I timori sono acuiti dal fatto che il giovane ingegnere aerospaziale Filippo Nogarin ha condotto una campagna elettorale poco gridata e molto concreta. Su un programma che per alcuni versi – non tutti – richiama quelli delle uniche due forze politiche livornesi andate bene. Per prima la coalizione di sinistra modello Tsipras guidata da un altro giovane, Andrea Raspanti, capace nel giro di tre mesi di formarsi e di conquistare quasi 14mila elettori per un 16,3% di tutto rispetto, e di grande entusiasmo. A seguire la «Città diversa» di Marco Cannito, che nel 2009 fu sostenuto dallo stesso Beppe Grillo e che, sia pure in voluto isolamento, ha rastrellato un pacchetto di quasi 5mila voti (il 6,3%) che gli valgono il terzo ritorno in consiglio comunale.

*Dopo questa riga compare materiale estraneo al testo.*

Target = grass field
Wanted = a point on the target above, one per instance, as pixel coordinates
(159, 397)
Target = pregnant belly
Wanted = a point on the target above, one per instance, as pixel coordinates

Apparentamenti non ce ne saranno. Marco Ruggeri, 40 anni, turnista allo stabilimento Eni di Stagno ed ex segretario sia del Pd locale che di quello toscano, ha voluto sottolineare: «Per me il riferimento sono i cittadini che sono chiamati non a scegliere fra due coalizioni, ma fra Ruggeri e Nogarin». Esplicito anche Nogarin: «Non faccio apparentamenti di nessun tipo, perché non appartengono al nostro modo di fare politica. Siamo per il dialogo trasparente e chiederemo il voto direttamente ai cittadini. Poi se le altre forze politiche intendono dare indicazioni di voto, noi non entriamo nel merito che riguarda solo loro».

Occhi puntati naturalmente su Andrea Raspanti e la sua coalizione – Buongiorno Livorno, Amiamo Livorno, Un’altra Livorno (con Alba e Unione Inquilini) e Sinistra unita per lavoro (con Rifondazione) – che ieri notte si è riunita in una prima assemblea per decidere cosa fare. Partendo da un paio di certezze: «Non daremo indicazione di voto per il Pd – avverte Raspanti – e certo non avrò alcun ruolo nella giunta, comunque andrà noi saremo all’opposizione. Saranno le assemblee a decidere che cosa fare, a fine settimana potremmo fare una dichiarazione ufficiale, per il momento è indispensabile non tradire la nostra vocazione di sinistra».

In questo contesto, ai 5 Stelle non sarà piaciuto l’endorsement della storica esponente della destra labronica Marcella Amadio, che per giunta non sarebbe eletta con la vittoria di Nogarin. Comunque non sarà decisivo quel campo, visto che al massimo in consiglio comunale ci saranno solo Amadio e la forzista Elisa Amato. Il futuro di Livorno si decide a sinistra.